Take coffee, for example. Coffee originated in Africa. It wasn’t readily available in Europe until after 1616, and didn’t start to be cultivated on a large scale by Europeans until near the end of that century. Chocolate and tea both made it to Europe a little earlier, not much. Yet how many times do characters in fantasy novels, who are living in thinly-veiled Medieval Europe, drink coffee? Or if not coffee, some made-up beverage that is really coffee with a name like caf or cof or possibly c’ff’ee.

I admit most people won’t notice or care, because after all, “it’s fantasy.” But now I’m aware of the historical issue, every time I see it, I’m thrown out of the story. (So I’ve shared it with you! You can share my peeve!) And I think “it’s fantasy” is not a valid excuse. Fantasy needs to be more realistic, not less. If the details aren’t right, the world falls apart.

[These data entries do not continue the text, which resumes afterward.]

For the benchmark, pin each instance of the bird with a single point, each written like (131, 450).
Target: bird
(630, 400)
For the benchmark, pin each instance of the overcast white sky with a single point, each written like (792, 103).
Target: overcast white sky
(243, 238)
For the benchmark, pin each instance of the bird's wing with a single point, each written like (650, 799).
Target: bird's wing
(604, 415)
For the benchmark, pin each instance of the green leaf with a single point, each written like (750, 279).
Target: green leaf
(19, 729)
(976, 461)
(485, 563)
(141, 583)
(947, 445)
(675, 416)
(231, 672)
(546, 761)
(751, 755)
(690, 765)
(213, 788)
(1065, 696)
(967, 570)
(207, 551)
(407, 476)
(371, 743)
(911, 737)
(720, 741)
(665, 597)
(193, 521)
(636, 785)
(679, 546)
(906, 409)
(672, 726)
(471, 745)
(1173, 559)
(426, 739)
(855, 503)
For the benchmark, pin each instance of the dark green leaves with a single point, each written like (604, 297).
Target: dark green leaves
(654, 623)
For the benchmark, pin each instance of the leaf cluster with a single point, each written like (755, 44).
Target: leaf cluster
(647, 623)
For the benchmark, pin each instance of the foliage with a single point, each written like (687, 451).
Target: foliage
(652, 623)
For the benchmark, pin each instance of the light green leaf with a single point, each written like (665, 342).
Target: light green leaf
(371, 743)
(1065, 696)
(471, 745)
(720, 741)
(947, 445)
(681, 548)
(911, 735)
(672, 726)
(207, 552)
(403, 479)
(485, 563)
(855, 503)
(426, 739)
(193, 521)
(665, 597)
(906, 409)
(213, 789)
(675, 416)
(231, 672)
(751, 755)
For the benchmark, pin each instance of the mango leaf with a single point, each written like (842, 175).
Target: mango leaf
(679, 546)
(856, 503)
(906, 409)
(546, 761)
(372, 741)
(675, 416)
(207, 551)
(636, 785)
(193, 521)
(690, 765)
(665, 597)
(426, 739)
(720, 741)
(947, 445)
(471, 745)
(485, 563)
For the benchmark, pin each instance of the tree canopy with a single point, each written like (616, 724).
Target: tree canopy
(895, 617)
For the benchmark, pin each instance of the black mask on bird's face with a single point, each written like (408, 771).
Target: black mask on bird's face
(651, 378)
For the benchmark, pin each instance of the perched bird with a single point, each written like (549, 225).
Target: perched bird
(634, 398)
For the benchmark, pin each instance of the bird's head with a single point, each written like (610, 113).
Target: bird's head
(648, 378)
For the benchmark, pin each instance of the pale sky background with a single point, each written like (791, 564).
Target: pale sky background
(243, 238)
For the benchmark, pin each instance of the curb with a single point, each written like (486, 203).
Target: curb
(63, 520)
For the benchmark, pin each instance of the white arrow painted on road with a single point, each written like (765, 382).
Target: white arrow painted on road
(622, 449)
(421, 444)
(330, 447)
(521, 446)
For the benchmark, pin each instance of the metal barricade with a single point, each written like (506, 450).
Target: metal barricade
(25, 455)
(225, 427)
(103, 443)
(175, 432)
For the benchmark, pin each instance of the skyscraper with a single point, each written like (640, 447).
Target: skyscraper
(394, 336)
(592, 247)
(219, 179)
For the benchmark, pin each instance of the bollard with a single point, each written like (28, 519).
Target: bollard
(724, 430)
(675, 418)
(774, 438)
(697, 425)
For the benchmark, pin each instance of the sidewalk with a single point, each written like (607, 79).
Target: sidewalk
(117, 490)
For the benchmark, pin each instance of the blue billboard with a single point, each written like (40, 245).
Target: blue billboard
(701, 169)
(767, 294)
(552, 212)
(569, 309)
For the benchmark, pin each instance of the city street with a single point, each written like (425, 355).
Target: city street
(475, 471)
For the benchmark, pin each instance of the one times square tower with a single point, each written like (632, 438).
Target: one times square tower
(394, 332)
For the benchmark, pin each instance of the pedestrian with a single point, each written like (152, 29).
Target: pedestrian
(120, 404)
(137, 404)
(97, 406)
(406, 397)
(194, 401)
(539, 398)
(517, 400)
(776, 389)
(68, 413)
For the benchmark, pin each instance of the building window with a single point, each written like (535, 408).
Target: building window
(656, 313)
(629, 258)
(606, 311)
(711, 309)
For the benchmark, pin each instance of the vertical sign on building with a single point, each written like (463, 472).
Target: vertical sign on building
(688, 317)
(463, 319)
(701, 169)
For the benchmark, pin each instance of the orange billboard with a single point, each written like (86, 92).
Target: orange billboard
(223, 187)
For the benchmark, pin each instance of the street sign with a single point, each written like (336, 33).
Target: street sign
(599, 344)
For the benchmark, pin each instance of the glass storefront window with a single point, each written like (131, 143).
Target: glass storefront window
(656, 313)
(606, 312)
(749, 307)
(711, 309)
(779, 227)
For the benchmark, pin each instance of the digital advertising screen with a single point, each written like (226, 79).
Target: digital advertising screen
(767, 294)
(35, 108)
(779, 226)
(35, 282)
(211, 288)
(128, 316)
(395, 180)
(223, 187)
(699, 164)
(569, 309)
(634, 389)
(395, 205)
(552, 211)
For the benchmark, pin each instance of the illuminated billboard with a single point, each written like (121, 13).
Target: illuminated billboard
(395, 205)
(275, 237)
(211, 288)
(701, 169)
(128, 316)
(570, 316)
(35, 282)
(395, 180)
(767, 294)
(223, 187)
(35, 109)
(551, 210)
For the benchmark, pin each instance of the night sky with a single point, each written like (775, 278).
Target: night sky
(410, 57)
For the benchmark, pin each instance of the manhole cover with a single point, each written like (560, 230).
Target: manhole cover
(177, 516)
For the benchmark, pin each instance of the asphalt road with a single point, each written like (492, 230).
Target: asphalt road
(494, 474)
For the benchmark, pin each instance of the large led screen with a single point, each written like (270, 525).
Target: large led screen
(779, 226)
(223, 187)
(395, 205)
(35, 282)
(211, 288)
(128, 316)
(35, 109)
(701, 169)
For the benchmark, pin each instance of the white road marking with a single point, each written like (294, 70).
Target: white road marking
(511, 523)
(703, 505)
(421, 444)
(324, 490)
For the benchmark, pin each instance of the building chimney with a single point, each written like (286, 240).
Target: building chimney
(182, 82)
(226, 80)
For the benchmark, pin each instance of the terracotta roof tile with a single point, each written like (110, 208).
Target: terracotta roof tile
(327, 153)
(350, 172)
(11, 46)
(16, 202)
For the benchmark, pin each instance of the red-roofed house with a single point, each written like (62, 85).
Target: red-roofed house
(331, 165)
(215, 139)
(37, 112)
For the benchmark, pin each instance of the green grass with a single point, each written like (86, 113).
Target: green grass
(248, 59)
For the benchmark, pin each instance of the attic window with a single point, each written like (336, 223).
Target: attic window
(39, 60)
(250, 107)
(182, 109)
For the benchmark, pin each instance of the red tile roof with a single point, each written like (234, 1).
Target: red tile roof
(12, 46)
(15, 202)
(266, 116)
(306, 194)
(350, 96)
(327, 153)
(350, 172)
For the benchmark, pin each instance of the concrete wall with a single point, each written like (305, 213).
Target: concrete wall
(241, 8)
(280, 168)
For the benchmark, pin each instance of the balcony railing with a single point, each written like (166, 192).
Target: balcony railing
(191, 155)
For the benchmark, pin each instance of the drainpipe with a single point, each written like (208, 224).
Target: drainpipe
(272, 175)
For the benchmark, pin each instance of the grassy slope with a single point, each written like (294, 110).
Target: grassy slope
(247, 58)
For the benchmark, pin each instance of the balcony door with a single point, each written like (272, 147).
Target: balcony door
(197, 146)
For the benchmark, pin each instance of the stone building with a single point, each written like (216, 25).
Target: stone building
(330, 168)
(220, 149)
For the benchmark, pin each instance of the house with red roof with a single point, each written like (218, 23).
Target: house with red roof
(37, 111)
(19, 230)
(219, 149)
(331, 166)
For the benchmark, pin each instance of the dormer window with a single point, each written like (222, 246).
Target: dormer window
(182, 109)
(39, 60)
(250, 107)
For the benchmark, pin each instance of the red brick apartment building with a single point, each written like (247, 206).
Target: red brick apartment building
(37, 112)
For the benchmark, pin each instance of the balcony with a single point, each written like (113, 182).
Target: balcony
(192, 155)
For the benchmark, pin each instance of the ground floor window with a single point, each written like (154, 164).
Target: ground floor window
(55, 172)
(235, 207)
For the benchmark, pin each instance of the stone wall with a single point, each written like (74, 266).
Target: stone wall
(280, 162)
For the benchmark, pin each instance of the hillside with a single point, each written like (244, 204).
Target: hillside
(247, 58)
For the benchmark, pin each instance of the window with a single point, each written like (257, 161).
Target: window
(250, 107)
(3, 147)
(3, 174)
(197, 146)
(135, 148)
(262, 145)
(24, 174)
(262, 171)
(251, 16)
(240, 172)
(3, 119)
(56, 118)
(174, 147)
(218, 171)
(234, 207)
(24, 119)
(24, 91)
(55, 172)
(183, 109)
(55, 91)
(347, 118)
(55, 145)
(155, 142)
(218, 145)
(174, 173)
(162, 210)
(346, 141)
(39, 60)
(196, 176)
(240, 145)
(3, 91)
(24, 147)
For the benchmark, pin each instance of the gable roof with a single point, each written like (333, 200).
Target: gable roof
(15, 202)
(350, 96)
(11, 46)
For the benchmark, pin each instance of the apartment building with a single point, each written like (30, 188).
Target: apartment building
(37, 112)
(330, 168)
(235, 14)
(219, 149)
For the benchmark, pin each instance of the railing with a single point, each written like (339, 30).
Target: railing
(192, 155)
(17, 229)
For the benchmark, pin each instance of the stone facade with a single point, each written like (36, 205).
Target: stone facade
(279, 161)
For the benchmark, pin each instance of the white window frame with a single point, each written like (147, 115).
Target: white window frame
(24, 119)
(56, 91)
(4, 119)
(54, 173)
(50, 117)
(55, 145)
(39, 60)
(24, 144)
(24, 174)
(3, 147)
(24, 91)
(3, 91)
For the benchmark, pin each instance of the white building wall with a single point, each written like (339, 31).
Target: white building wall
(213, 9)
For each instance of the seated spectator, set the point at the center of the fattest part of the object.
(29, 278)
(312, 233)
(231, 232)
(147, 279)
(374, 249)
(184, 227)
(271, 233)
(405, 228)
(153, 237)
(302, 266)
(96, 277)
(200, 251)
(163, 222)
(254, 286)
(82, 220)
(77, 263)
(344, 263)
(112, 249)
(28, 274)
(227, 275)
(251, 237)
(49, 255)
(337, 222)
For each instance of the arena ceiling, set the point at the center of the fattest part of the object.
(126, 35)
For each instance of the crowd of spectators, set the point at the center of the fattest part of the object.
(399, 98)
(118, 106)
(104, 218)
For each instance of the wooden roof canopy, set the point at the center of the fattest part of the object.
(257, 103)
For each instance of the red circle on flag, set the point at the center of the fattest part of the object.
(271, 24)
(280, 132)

We, as modern people used to modern travel, forget that many things commonly eaten today all over the world originated in North America. Before that, they were not eaten in Europe. Eleventh-century Italians did not eat food with tomato sauce. They had no tomatoes.

It’s easy to remember things such as copper, silver, and gold coinage. But me, I wonder where does the coffee come from? And if they have coffee, who sold it to them? How did it get there? What are their relations with the people who sold it to them? Or did they steal the coffee?

…Maybe I’ll go have a cup.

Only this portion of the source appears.